И на этот раз мне повезло. Штабсартцт оказался главным врачом того госпиталя, куда доставляли большую часть раненых. Неужели это могло быть простым везением? Видок, надо сказать, у меня был еще тот — отощавший, кожа да кости, форма болтается, как на скелете. Что же побудило их помочь мне? Мой жуткий вид или все же Рыцарский крест на груди? Но, в конце концов, это не суть важно — главное, меня не бросили подыхать.
Сисмаклеон представлял собой огромный, шикарный санаторий. Меня поместили в палату вместе с одним фельдфебелем, у которого пуля засела в считаных миллиметрах от шейных позвонков. Ему предстояла сложнейшая и опаснейшая операция. Но уже пару дней спустя он похохатывал у себя на койке — операция прошла успешно. Что же касалось меня, со мной дела обстояли похуже — я провалялся все эти дни с температурой под сорок. Все, что я пытался съесть, тут же выблевывал. Я потерял с десяток или больше килограммов веса, и силы были на исходе.

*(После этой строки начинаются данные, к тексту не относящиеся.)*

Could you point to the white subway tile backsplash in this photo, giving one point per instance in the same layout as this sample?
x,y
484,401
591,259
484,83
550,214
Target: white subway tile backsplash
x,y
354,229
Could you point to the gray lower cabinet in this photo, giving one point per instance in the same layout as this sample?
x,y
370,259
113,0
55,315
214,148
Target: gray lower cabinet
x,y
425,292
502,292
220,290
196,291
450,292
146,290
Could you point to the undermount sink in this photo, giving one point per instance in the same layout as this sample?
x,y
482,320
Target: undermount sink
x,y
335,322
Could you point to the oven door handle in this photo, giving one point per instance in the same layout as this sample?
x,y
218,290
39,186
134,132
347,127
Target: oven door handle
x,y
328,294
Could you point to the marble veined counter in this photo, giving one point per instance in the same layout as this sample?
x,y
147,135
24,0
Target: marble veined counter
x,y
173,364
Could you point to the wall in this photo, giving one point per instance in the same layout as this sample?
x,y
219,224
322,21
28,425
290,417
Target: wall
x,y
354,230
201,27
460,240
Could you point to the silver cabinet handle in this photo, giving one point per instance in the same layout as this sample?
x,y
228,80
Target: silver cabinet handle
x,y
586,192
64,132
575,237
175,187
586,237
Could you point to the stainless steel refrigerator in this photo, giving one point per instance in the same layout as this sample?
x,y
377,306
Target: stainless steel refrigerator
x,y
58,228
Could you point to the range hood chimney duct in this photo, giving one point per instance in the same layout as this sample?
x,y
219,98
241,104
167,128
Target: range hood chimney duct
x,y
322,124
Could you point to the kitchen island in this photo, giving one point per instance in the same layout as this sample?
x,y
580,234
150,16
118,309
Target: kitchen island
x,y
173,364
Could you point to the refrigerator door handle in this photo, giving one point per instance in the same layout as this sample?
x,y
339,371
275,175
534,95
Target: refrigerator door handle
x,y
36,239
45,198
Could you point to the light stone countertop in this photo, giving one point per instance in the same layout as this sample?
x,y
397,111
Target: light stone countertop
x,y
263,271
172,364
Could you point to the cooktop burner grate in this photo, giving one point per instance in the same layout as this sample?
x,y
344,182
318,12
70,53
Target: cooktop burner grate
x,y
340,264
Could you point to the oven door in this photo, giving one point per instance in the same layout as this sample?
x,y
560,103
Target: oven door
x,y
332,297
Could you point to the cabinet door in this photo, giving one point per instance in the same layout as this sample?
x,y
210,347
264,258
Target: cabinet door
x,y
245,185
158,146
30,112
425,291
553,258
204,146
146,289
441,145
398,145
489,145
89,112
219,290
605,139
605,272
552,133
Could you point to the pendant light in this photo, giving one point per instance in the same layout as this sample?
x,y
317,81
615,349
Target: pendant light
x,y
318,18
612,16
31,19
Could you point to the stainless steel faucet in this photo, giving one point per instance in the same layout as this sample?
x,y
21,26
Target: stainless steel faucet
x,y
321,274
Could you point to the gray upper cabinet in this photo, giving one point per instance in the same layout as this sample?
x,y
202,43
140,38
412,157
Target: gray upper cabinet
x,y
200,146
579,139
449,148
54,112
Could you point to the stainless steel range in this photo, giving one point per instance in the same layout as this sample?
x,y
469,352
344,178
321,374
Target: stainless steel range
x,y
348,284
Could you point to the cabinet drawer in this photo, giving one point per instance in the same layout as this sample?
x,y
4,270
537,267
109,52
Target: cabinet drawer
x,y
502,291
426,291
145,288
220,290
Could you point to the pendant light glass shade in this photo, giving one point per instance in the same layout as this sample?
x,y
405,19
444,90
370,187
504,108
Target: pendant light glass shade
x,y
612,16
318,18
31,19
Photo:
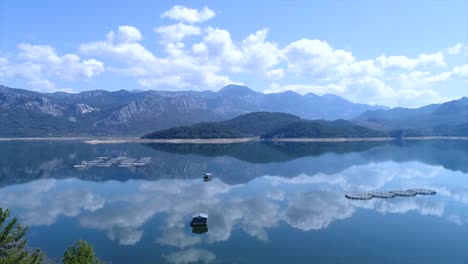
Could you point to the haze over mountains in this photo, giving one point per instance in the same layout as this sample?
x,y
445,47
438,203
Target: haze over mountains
x,y
27,113
135,113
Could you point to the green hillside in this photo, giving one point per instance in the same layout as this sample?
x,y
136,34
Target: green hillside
x,y
267,125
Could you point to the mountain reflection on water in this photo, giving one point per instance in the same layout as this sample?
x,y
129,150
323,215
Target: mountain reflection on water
x,y
263,196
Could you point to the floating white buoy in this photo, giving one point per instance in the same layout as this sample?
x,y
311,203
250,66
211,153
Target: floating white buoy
x,y
384,195
358,196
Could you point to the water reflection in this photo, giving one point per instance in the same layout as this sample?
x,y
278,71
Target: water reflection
x,y
303,202
301,190
237,163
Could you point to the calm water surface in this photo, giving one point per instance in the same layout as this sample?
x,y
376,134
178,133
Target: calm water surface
x,y
267,203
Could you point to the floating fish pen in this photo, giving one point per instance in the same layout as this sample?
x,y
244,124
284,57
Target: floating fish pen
x,y
388,195
120,162
358,196
407,193
424,191
383,195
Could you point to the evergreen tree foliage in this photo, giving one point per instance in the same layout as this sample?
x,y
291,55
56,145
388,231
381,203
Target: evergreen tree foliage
x,y
13,244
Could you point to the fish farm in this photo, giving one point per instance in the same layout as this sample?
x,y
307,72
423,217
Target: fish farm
x,y
120,162
391,194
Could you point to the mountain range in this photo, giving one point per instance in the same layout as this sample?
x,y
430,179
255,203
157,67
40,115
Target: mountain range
x,y
134,113
449,118
268,125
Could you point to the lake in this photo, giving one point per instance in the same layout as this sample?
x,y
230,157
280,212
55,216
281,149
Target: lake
x,y
267,202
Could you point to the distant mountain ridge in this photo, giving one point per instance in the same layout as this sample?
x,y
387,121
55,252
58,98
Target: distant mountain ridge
x,y
438,119
133,113
268,125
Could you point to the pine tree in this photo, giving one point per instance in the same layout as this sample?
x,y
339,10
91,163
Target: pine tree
x,y
80,253
13,243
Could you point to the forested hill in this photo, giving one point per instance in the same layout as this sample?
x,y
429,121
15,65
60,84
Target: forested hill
x,y
247,125
267,125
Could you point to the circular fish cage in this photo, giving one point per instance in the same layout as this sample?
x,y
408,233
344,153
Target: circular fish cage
x,y
384,195
358,196
423,191
407,193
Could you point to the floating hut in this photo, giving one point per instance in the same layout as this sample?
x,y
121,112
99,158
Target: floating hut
x,y
199,229
207,176
199,219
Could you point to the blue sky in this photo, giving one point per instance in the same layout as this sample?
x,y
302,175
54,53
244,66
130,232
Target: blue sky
x,y
397,53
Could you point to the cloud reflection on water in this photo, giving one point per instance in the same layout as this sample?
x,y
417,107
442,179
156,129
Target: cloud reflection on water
x,y
303,202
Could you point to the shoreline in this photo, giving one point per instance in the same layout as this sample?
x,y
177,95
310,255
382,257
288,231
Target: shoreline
x,y
121,140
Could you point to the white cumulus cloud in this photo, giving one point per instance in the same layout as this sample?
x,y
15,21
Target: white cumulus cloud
x,y
189,15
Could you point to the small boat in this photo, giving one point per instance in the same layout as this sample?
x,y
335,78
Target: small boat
x,y
104,165
199,219
125,165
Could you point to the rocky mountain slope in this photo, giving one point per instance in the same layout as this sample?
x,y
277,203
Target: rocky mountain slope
x,y
124,113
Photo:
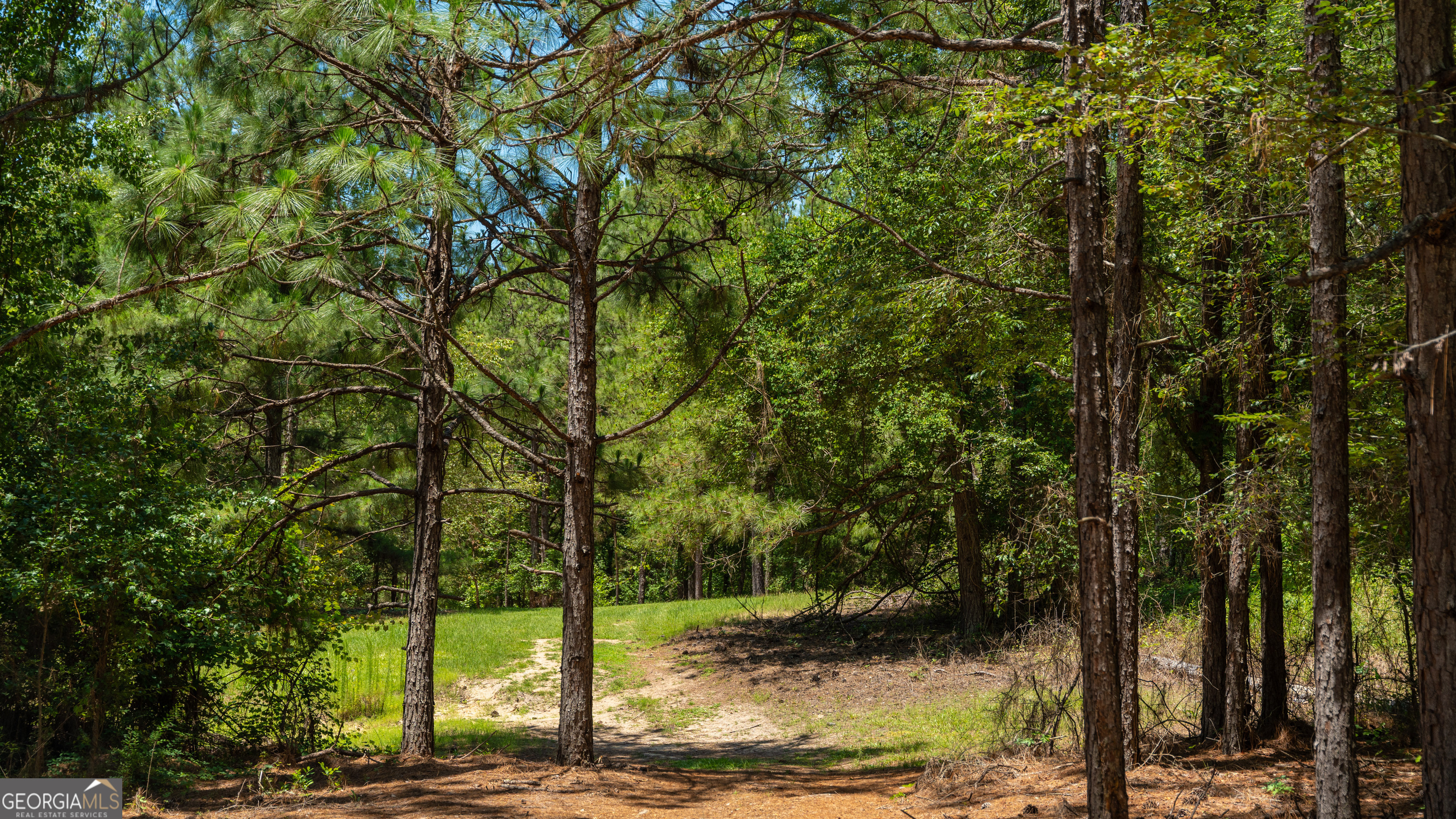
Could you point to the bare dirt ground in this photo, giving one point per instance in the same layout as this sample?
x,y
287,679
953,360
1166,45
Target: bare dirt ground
x,y
1200,786
728,693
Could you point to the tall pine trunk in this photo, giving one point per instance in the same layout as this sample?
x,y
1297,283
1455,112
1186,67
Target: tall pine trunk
x,y
1128,406
969,555
1423,52
419,719
1256,340
698,572
1273,664
1101,684
1206,432
1336,776
579,539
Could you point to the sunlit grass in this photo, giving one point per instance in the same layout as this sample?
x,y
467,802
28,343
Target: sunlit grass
x,y
490,643
905,737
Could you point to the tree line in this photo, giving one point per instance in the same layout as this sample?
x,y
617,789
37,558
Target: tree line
x,y
1023,309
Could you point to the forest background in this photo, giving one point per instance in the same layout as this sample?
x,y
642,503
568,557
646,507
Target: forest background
x,y
318,310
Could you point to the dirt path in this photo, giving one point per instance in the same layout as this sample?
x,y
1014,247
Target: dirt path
x,y
673,716
1201,786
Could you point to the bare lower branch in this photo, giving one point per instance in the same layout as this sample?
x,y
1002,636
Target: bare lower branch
x,y
533,539
934,265
1400,239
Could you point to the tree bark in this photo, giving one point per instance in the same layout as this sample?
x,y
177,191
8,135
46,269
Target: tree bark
x,y
419,719
1336,774
1273,664
698,572
1428,184
1128,406
273,444
579,540
1256,344
1101,684
1206,432
969,552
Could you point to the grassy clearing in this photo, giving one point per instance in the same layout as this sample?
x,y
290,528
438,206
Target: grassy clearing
x,y
903,737
494,642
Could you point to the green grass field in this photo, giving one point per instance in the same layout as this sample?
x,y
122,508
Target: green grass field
x,y
487,643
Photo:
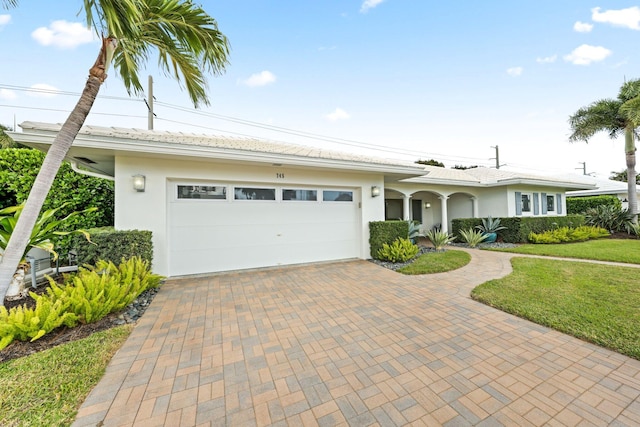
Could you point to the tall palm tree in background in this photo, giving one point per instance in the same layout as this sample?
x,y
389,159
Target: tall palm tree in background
x,y
188,44
614,116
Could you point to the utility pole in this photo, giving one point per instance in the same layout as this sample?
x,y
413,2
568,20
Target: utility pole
x,y
584,168
150,105
497,157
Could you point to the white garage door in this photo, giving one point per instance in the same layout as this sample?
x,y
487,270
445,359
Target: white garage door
x,y
229,227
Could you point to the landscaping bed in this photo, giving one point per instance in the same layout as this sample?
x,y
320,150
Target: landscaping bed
x,y
64,334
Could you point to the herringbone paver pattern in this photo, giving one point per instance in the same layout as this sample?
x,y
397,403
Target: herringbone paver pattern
x,y
354,344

Несколько дней спустя довольный фельдфебель рассказал мне, что здесь в госпитале посмотрел тот самый фильм о горе-летчике по имени Квакс. Но даже это не произвело на меня впечатление. Я пребывал в полнейшей апатии. Главный врач, поняв, что в хирургической клинике мне ничем не помочь, в середине декабря 1942 года распорядился о переводе меня в один из госпиталей Вены.
Перед отбытием он решил развеселить меня. Потащил меня осматривать достопримечательности. кое-как они вместе с медсестрой взволокли меня на какую-то гору, откуда открывался великолепный вид на Акрополь. Весь город, включая Пирей, был словно на ладони. Впечатлений была масса, но на эту экскурсию ушли все остававшиеся еще у меня силы. Но врач все же хотел, чтобы о Греции у меня остались не только госпитальные воспоминания.